I don’t share Emerson’s casual utopianism about human nature, which finds some expression in the mood of this story. But I do think his general observation is useful for our time.
The very vast majority of the people voting for both candidates in this presidential election are making their choices seriously and in the public interest. They may not love the candidate they’re voting for, but under the circumstances they think that person should be president. They may be wrong, but they are not stupid, cynical, malevolent, or deluded.
That the election will probably be nearly tied is the reason why we can imagine fraud at the margins, but it is also why we should not dismiss either candidate as simply indefensible. Both have won the confidence of vast numbers of our fellow citizens, whom we should take seriously.

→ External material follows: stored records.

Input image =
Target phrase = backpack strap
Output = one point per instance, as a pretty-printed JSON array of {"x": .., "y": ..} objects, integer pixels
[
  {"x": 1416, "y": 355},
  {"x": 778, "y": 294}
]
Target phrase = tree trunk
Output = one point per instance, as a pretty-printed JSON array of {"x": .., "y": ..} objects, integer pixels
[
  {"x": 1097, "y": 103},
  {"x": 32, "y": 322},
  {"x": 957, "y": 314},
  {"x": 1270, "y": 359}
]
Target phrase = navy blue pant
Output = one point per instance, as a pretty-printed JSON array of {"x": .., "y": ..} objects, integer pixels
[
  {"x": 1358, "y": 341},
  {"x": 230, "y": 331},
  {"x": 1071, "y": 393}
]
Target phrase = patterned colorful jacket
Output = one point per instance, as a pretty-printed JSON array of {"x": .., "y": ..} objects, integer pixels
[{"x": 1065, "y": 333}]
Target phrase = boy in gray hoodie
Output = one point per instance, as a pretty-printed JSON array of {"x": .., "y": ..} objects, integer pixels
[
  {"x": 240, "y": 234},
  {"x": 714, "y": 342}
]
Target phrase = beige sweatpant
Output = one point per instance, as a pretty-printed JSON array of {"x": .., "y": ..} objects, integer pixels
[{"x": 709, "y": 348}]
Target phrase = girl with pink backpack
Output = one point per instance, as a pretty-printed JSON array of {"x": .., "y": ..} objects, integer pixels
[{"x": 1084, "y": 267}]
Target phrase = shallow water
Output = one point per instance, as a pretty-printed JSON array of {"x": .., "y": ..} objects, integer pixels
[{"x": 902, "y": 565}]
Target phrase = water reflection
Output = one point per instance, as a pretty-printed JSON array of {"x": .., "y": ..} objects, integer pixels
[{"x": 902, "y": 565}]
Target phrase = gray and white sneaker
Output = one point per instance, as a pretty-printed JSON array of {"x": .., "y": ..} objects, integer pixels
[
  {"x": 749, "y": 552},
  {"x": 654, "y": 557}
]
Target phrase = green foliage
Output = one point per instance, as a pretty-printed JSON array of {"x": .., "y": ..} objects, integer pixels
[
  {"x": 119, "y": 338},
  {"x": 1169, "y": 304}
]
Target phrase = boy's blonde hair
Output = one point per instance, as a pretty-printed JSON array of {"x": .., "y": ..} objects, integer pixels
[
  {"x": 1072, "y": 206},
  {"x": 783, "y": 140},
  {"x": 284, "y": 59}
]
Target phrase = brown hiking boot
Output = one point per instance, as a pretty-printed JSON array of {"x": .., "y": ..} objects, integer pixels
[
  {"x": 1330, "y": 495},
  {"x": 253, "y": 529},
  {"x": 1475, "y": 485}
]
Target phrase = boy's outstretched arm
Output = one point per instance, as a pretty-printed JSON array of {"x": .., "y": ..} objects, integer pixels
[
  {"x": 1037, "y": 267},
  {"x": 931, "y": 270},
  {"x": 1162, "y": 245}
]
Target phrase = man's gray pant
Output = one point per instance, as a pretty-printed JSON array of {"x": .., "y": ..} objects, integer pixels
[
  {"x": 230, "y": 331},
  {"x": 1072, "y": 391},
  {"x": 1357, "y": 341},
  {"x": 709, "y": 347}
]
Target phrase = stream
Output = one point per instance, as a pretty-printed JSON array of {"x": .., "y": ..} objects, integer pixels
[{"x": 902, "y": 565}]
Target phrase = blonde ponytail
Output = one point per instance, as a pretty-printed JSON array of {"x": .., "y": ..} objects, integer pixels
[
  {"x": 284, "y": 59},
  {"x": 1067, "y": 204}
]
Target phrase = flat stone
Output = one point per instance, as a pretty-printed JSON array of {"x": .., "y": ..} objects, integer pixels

And if we end up with a particularly close election, we should also remember that such contests are ultimately as much a test of our commitment to the law as an inquiry into the preferences of the public. Those preferences are pretty much tied, and so don’t point in any clear direction for the country. So the question is whether — once the processes of voting, counting, reporting, adjudicating, and certifying are completed — our commitment to the law is broadly enough shared to make it possible for us to accept an outcome we don’t love.
That won’t be easy. But only if that commitment is shared can we be confident that an election with an outcome we don’t love will soon enough be followed by another that could end better. Maybe this is a little easier to see if you find both potential outcomes this year pretty much intolerable, as I do. But it is no less true if you intensely want one of these candidates to win.
The closeness of this negatively polarized election doesn’t mean that one of these candidates is about to take our country off a cliff. It means neither of them has the support of the country, and both parties have a lot of work to do. Surely that at least is something most Americans could agree with.